Au cours des cinq dernières années, les industries européennes ont été touchées par une succession inédite de chocs (sanitaire, approvisionnements, énergétique etc.). Pour autant, la dynamique globale de la production à l’échelle du continent a résisté, voire a été un peu meilleure qu’aux Etats-Unis. L’industrie européenne est en effet diversifiée : face à des zones géographiques et des secteurs en souffrance, d’autres pans de l’industrie ont réussi à tirer leur épingle du jeu ces dernières années. Les défis à l’avenir restent nombreux, alors que le monde devient toujours plus concurrentiel, et que les relations internationales sont de plus en plus marquées par l’incertitude. Des sujets structurels de compétitivité, tels que celui les prix de l’énergie, deviennent alors pressants à adresser.
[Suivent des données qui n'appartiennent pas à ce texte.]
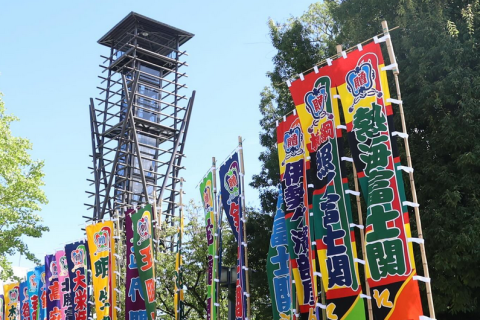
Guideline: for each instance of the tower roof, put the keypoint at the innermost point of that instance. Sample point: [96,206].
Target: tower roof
[146,25]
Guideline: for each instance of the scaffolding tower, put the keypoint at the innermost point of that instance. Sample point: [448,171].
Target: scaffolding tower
[139,122]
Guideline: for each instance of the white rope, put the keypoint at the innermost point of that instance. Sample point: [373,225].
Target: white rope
[411,204]
[390,67]
[416,240]
[355,193]
[423,279]
[406,169]
[359,226]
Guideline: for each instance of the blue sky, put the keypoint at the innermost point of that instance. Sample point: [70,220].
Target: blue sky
[49,61]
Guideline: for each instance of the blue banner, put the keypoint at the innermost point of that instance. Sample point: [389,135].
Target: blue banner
[231,193]
[278,270]
[77,261]
[24,301]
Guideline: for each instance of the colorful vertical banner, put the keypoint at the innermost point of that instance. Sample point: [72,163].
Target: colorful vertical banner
[77,262]
[231,191]
[179,298]
[12,301]
[291,152]
[102,248]
[143,249]
[64,284]
[363,88]
[331,210]
[278,270]
[24,301]
[2,307]
[206,192]
[134,296]
[53,289]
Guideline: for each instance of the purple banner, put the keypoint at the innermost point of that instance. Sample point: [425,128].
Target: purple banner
[53,288]
[77,261]
[134,297]
[64,282]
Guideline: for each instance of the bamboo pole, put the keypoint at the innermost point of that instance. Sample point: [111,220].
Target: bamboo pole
[362,232]
[363,244]
[396,71]
[242,176]
[214,289]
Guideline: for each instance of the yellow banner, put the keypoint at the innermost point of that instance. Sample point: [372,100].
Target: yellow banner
[101,246]
[12,301]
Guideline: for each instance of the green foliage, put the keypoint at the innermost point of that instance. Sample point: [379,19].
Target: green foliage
[437,50]
[300,43]
[21,179]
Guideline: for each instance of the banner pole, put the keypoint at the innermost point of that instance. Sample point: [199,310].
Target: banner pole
[360,222]
[396,71]
[179,253]
[214,289]
[362,240]
[242,168]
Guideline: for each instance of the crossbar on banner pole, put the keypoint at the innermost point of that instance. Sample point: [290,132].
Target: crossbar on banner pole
[242,168]
[362,234]
[396,71]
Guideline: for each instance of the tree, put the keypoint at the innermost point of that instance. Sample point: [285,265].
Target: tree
[437,51]
[21,179]
[300,43]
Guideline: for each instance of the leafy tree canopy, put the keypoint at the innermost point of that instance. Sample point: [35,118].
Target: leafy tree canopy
[21,179]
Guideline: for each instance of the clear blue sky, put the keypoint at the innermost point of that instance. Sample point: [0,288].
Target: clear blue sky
[49,61]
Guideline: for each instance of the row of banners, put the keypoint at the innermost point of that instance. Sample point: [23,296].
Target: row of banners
[229,201]
[313,238]
[60,289]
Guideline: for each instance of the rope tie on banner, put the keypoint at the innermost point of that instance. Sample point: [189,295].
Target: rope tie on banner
[359,226]
[400,134]
[355,193]
[406,169]
[382,39]
[321,306]
[395,101]
[392,66]
[411,204]
[416,240]
[423,279]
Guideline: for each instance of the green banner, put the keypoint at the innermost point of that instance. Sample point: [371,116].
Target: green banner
[206,191]
[143,248]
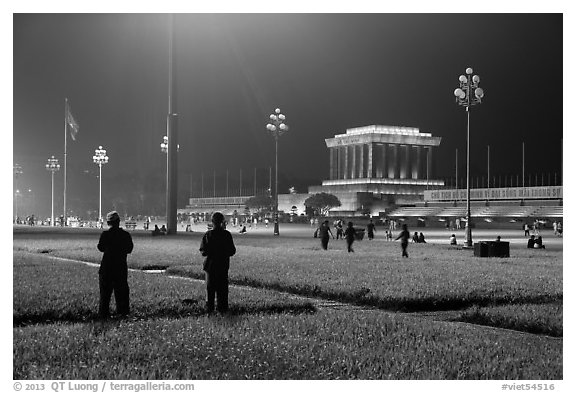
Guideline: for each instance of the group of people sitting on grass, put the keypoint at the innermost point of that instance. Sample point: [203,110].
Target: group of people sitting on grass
[418,238]
[159,231]
[535,242]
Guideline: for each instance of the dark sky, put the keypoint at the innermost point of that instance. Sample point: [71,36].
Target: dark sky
[327,72]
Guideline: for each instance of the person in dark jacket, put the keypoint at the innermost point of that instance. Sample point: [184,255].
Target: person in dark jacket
[350,235]
[217,246]
[421,238]
[404,236]
[324,233]
[116,244]
[371,229]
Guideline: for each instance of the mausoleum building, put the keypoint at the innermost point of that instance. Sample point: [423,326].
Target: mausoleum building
[377,166]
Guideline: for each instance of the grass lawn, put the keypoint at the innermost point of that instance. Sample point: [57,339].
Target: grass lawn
[523,292]
[266,336]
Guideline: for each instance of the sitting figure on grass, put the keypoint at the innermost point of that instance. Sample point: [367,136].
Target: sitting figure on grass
[538,243]
[116,244]
[421,238]
[350,236]
[217,246]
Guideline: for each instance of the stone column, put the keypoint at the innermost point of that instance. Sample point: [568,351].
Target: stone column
[346,166]
[393,162]
[384,153]
[370,158]
[333,156]
[416,174]
[341,162]
[428,162]
[377,158]
[431,163]
[405,165]
[352,155]
[361,161]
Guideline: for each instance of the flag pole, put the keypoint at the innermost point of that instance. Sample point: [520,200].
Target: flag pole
[65,151]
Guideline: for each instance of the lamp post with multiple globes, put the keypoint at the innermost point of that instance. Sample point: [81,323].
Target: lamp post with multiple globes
[100,158]
[277,127]
[53,167]
[468,95]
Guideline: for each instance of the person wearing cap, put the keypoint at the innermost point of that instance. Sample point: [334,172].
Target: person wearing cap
[116,244]
[217,246]
[324,233]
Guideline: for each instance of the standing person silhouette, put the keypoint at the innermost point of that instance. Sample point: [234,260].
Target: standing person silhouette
[116,244]
[324,234]
[404,236]
[349,235]
[217,246]
[371,229]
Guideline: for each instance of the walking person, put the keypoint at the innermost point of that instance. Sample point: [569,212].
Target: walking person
[350,236]
[325,233]
[404,236]
[217,246]
[370,228]
[116,244]
[339,230]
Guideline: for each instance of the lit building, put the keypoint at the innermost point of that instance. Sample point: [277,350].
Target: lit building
[374,167]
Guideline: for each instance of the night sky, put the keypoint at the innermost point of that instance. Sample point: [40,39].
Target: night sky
[327,72]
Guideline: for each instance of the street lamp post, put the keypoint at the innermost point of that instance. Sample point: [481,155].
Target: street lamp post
[52,166]
[164,148]
[100,158]
[17,172]
[467,95]
[277,127]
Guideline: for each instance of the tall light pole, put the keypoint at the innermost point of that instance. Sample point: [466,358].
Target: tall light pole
[52,166]
[164,149]
[100,158]
[467,95]
[172,134]
[277,128]
[17,172]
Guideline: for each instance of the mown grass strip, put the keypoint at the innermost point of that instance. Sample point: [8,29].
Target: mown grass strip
[435,278]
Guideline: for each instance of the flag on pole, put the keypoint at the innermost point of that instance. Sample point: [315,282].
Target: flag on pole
[72,124]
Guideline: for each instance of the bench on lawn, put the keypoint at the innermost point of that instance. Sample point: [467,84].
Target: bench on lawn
[130,225]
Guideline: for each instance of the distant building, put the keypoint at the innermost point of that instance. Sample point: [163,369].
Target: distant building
[375,167]
[372,168]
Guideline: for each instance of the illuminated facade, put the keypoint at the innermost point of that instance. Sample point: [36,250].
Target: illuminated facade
[377,166]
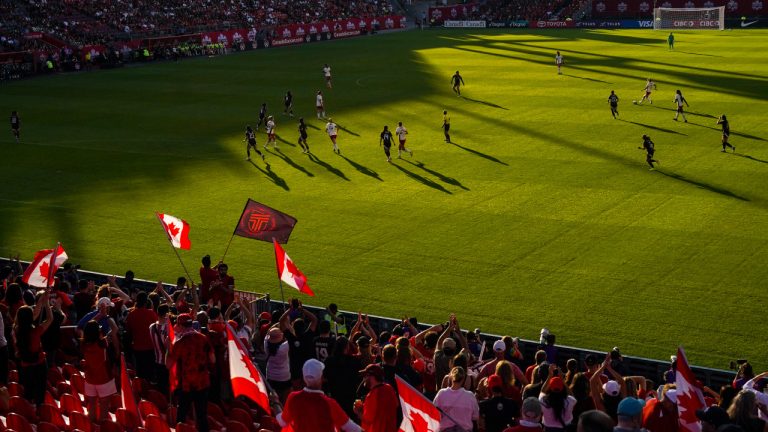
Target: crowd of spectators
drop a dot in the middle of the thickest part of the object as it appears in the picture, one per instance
(324, 368)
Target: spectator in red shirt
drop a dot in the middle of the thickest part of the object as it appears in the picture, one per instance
(310, 409)
(192, 355)
(379, 412)
(137, 324)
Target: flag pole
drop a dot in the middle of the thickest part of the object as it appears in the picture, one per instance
(189, 278)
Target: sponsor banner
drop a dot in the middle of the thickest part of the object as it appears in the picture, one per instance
(465, 24)
(553, 24)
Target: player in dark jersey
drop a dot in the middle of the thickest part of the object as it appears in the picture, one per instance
(288, 101)
(457, 82)
(613, 100)
(16, 125)
(303, 135)
(650, 149)
(262, 115)
(250, 139)
(726, 132)
(386, 139)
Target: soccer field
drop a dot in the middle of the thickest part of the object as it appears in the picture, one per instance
(542, 213)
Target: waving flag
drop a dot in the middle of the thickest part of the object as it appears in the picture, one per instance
(176, 229)
(44, 266)
(288, 273)
(419, 415)
(689, 396)
(246, 379)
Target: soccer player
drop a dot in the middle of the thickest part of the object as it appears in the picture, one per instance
(613, 100)
(457, 82)
(386, 139)
(726, 132)
(288, 101)
(332, 130)
(319, 105)
(559, 63)
(650, 149)
(649, 86)
(303, 135)
(327, 74)
(446, 126)
(401, 132)
(262, 115)
(250, 139)
(680, 100)
(16, 125)
(270, 133)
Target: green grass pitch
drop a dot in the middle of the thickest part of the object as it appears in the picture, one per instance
(541, 214)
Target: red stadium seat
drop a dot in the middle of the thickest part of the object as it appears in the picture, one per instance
(156, 424)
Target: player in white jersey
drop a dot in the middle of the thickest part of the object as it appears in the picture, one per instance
(649, 87)
(320, 105)
(680, 100)
(332, 130)
(401, 132)
(327, 74)
(270, 133)
(559, 63)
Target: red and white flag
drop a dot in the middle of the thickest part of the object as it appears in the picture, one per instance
(288, 273)
(419, 415)
(246, 379)
(44, 266)
(177, 230)
(689, 396)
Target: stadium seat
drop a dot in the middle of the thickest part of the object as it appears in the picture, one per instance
(156, 424)
(78, 420)
(22, 407)
(18, 423)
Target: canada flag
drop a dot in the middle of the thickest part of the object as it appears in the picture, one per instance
(246, 379)
(177, 230)
(419, 415)
(43, 267)
(288, 273)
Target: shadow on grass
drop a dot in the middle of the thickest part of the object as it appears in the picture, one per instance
(660, 129)
(362, 168)
(481, 154)
(490, 104)
(272, 176)
(329, 167)
(705, 186)
(443, 178)
(423, 180)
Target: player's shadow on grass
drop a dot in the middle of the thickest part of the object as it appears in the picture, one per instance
(423, 180)
(272, 176)
(443, 178)
(290, 162)
(490, 104)
(362, 168)
(326, 165)
(481, 154)
(703, 185)
(588, 79)
(660, 129)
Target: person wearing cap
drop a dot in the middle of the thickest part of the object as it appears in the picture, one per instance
(629, 416)
(661, 415)
(458, 406)
(557, 405)
(310, 409)
(712, 418)
(192, 356)
(530, 417)
(378, 413)
(498, 412)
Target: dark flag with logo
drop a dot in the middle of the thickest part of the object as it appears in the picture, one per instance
(264, 223)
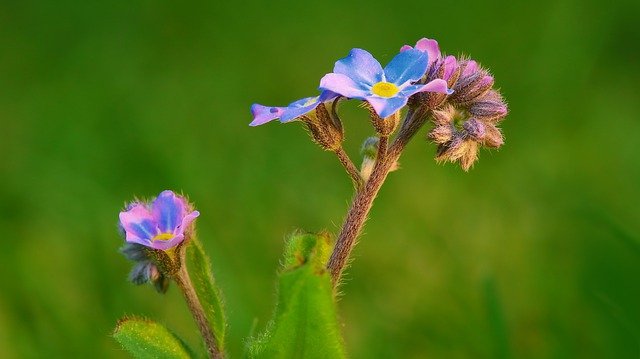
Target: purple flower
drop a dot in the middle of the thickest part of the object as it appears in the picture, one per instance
(387, 90)
(263, 114)
(159, 225)
(429, 46)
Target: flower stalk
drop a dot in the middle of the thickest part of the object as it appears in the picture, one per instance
(364, 197)
(351, 169)
(183, 280)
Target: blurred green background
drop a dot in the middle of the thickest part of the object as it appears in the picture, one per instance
(535, 253)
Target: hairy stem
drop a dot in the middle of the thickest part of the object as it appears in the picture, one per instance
(186, 286)
(363, 200)
(348, 165)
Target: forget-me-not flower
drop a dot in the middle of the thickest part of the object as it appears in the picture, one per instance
(263, 114)
(159, 225)
(360, 76)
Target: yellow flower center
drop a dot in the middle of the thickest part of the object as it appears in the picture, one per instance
(385, 89)
(163, 237)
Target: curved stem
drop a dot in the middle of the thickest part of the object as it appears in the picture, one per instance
(186, 286)
(363, 200)
(348, 165)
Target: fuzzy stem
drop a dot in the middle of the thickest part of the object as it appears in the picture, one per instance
(383, 142)
(349, 166)
(363, 200)
(186, 286)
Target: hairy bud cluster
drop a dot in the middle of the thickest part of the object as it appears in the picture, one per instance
(468, 118)
(144, 270)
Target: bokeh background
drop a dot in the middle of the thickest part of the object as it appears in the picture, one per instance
(535, 253)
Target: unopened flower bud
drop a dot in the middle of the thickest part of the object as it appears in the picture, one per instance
(474, 83)
(474, 129)
(490, 107)
(444, 116)
(441, 134)
(383, 126)
(493, 137)
(470, 155)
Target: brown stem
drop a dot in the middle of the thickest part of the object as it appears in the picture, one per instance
(383, 141)
(363, 200)
(186, 286)
(348, 165)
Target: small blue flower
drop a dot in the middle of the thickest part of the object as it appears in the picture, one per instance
(161, 224)
(263, 114)
(360, 76)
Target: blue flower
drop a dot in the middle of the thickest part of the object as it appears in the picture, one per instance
(263, 114)
(360, 76)
(161, 224)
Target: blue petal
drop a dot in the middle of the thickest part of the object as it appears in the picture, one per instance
(409, 65)
(298, 109)
(386, 107)
(263, 114)
(168, 211)
(361, 67)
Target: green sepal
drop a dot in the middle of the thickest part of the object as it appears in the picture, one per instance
(305, 323)
(201, 275)
(144, 338)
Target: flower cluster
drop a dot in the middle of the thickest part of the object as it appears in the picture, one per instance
(468, 118)
(457, 93)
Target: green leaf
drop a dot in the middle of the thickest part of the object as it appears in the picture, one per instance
(200, 271)
(147, 339)
(305, 323)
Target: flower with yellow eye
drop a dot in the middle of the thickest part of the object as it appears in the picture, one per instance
(162, 224)
(360, 76)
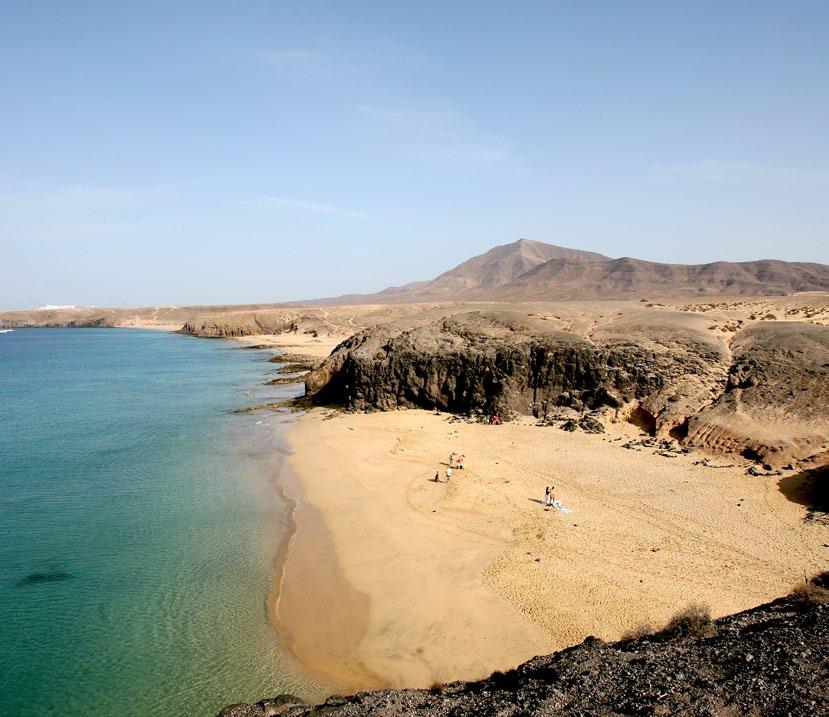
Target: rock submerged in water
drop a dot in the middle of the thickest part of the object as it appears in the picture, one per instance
(265, 708)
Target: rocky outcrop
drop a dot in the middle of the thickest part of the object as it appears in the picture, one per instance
(765, 395)
(768, 661)
(508, 362)
(775, 403)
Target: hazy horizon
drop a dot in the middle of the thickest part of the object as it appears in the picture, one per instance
(280, 151)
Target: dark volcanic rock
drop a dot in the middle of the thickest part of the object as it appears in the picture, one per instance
(505, 361)
(768, 661)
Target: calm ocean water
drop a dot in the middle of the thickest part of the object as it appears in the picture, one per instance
(138, 525)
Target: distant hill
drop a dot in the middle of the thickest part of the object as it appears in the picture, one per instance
(527, 270)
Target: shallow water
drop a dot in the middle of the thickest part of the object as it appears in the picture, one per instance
(138, 525)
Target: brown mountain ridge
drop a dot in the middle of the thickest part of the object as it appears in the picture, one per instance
(528, 270)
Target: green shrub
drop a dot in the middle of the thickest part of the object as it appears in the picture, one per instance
(693, 621)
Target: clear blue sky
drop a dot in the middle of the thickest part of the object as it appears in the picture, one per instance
(197, 152)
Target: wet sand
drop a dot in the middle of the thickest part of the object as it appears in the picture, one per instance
(394, 579)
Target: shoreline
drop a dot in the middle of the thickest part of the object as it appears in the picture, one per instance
(459, 579)
(322, 635)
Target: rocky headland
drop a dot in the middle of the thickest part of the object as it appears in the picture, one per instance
(759, 390)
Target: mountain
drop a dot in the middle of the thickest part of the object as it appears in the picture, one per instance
(501, 267)
(527, 270)
(628, 278)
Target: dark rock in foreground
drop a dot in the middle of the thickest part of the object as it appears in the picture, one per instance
(767, 661)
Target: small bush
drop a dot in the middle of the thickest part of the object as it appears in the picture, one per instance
(813, 592)
(693, 621)
(640, 631)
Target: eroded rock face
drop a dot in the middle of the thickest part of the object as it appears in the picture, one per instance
(765, 395)
(505, 362)
(775, 403)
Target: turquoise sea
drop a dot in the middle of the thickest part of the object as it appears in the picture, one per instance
(138, 525)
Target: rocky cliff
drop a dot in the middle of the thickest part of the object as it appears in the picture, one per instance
(760, 391)
(768, 661)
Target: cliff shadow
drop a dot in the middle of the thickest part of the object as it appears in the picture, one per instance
(810, 489)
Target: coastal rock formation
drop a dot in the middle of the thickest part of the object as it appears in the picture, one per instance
(774, 407)
(506, 361)
(762, 391)
(769, 660)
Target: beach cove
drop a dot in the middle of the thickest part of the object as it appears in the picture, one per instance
(392, 579)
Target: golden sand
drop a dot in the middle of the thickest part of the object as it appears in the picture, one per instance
(394, 579)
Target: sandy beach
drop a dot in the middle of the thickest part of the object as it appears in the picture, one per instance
(393, 579)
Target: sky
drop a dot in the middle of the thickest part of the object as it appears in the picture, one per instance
(166, 153)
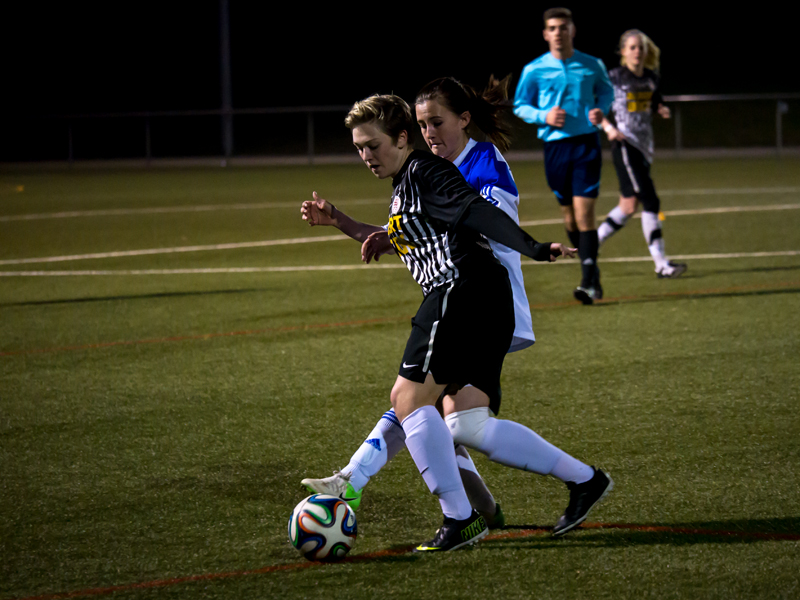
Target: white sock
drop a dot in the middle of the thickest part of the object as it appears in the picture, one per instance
(514, 445)
(430, 445)
(615, 221)
(651, 227)
(385, 440)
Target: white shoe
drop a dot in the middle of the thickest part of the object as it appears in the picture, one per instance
(337, 485)
(671, 270)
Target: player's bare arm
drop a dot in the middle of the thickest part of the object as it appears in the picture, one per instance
(321, 212)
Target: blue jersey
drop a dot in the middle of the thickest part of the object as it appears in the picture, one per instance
(576, 84)
(487, 171)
Depuis fin 2019, l’UE a traversé une série de turbulences qui pèsent en particulier sur son industrie.
À la crise sanitaire a succédé une crise énergétique déclenchée par la guerre en Ukraine, menaçant l’équilibre de pans entiers de l’industrie européenne, en particulier en Allemagne. Puis, le ralentissement de la demande en Europe et en Chine, doublé d’un essor spectaculaire de cette dernière sur les technologies vertes ont exacerbé les difficultés, notamment dans le secteur automobile, traditionnel point fort de l’industrie européenne déjà en pleine transition. Enfin, la politique industrielle volontariste de la Chine et celle devenue plus agressive aux États-Unis ces dernières années ont alimenté une crainte de déclin de l’industrie sur le Vieux Continent. Dans ce contexte où les vents contraires sont nombreux, l’industrie européenne a des points faibles à corriger, mais possède aussi des atouts qu’il faut souligner.
La production industrielle de l’UE a peu progressé sur 5 ans. La situation est très contrastée selon les pays.
Au total sur 5 ans, la production industrielle européenne n’a que peu progressé mais fait un peu mieux que la production industrielle américaine.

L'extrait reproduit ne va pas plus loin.